Ken Kesey  “The Art of Fiction” – interview by Robert Faggen, The Paris Review No. 130 (Spring 1994)

The most beautiful thing we can experience is the mysterious. It is the source of all true art and science. He to whom this emotion is a stranger, him who can no longer pause to wonder and stand rapt in awe, is as good as dead: his eyes are closed. 

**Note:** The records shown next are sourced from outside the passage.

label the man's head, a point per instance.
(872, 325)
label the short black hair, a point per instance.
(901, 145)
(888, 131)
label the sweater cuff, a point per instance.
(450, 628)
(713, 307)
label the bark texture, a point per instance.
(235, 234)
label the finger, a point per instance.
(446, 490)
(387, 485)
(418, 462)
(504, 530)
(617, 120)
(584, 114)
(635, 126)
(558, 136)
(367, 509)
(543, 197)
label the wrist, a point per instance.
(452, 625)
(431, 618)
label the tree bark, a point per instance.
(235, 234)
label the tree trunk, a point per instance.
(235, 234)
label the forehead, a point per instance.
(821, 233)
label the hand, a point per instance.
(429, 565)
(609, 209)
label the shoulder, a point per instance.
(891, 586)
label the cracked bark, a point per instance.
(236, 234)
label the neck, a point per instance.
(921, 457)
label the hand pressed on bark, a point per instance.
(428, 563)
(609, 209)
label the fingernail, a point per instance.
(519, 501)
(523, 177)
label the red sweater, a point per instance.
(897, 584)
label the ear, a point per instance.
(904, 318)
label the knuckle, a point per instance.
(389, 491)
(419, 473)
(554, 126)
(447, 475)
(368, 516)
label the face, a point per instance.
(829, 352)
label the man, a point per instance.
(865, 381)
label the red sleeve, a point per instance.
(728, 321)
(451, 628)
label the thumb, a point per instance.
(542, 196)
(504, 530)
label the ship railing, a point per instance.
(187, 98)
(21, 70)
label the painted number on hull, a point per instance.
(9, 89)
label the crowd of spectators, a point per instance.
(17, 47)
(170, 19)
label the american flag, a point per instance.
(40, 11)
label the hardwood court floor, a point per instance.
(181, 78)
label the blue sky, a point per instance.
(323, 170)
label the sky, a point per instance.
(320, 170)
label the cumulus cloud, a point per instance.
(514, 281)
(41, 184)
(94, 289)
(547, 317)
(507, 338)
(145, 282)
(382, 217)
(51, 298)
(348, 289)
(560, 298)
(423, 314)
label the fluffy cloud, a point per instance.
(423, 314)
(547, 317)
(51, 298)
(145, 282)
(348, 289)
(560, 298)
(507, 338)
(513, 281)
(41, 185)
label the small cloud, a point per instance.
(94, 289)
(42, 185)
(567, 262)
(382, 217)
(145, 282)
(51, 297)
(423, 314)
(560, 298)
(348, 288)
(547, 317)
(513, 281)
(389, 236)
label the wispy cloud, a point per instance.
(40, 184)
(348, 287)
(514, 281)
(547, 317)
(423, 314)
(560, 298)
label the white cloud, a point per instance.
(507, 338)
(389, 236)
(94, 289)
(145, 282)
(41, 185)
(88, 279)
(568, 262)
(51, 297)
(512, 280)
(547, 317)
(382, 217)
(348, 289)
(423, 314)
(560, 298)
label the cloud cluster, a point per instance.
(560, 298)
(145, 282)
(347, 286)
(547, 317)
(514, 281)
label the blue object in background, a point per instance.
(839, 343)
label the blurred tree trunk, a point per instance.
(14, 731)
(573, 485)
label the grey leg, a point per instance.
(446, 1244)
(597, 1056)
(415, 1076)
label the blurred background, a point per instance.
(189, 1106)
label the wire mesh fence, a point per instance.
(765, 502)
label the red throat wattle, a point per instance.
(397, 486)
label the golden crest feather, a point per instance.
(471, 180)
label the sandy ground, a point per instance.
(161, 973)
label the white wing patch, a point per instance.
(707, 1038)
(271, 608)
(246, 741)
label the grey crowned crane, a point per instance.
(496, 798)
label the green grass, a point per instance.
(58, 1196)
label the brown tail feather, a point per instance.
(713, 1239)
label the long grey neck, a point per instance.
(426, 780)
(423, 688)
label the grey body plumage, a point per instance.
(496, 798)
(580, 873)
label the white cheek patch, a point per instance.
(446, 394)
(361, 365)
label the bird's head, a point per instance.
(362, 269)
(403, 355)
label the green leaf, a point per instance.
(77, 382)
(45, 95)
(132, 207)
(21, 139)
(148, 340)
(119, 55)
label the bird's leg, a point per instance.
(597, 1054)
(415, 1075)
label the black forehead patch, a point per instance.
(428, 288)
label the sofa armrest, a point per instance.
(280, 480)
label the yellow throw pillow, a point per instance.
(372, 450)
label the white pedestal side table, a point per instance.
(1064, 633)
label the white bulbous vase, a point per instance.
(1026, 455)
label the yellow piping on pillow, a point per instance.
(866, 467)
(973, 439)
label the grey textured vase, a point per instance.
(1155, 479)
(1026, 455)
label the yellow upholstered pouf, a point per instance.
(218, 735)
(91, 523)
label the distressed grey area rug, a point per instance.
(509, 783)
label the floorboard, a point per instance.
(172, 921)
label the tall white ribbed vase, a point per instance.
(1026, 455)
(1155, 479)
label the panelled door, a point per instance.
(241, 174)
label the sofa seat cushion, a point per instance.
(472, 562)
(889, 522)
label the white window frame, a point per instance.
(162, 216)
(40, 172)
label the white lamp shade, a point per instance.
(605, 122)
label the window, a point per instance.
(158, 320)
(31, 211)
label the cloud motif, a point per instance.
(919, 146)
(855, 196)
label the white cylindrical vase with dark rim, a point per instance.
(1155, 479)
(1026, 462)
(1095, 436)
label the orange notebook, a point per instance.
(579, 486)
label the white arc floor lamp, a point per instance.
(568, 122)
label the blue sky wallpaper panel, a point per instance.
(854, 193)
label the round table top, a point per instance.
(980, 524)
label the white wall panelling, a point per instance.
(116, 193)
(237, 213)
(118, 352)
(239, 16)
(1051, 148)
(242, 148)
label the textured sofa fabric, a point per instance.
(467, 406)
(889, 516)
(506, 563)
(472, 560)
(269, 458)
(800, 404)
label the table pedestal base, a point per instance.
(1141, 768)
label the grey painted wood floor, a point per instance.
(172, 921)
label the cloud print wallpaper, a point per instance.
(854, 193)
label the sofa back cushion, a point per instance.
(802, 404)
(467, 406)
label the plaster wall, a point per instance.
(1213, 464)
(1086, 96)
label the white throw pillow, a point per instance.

Albert Einstein in Mein Weltbild (1931), as quoted in Introduction to Philosophy (1935) by George Thomas White Patrick and Frank Miller Chapman, p. 44

No, we declare God’s wisdom, a mystery that has been hidden and that God destined for our glory before time began.  The Apostle Paul from his First Letter to the Corinthians, Chapter 2:7

The accumulation of junk at the bottom represents some scary stuff.  Lost dreams, lost relationships, traumatic childhood events,  substance abuse – some heavy baggage.   The wheels coming off of a life and no one to help  navigate around the debris of brokenness,  to break free of the shackles and rise above the mess.      May God Bless those in the counseling and pastoral community who help us fragile humans unpack some of those frightening pieces of luggage we’ve been dragging around, work our way through them and discard the stuff that needs to be discarded, and then rise above it into the light.

I was with Annette in New Hampshire on vacation. She woke up one morning and sketched this! Her inspiration was constant and amazing to witness!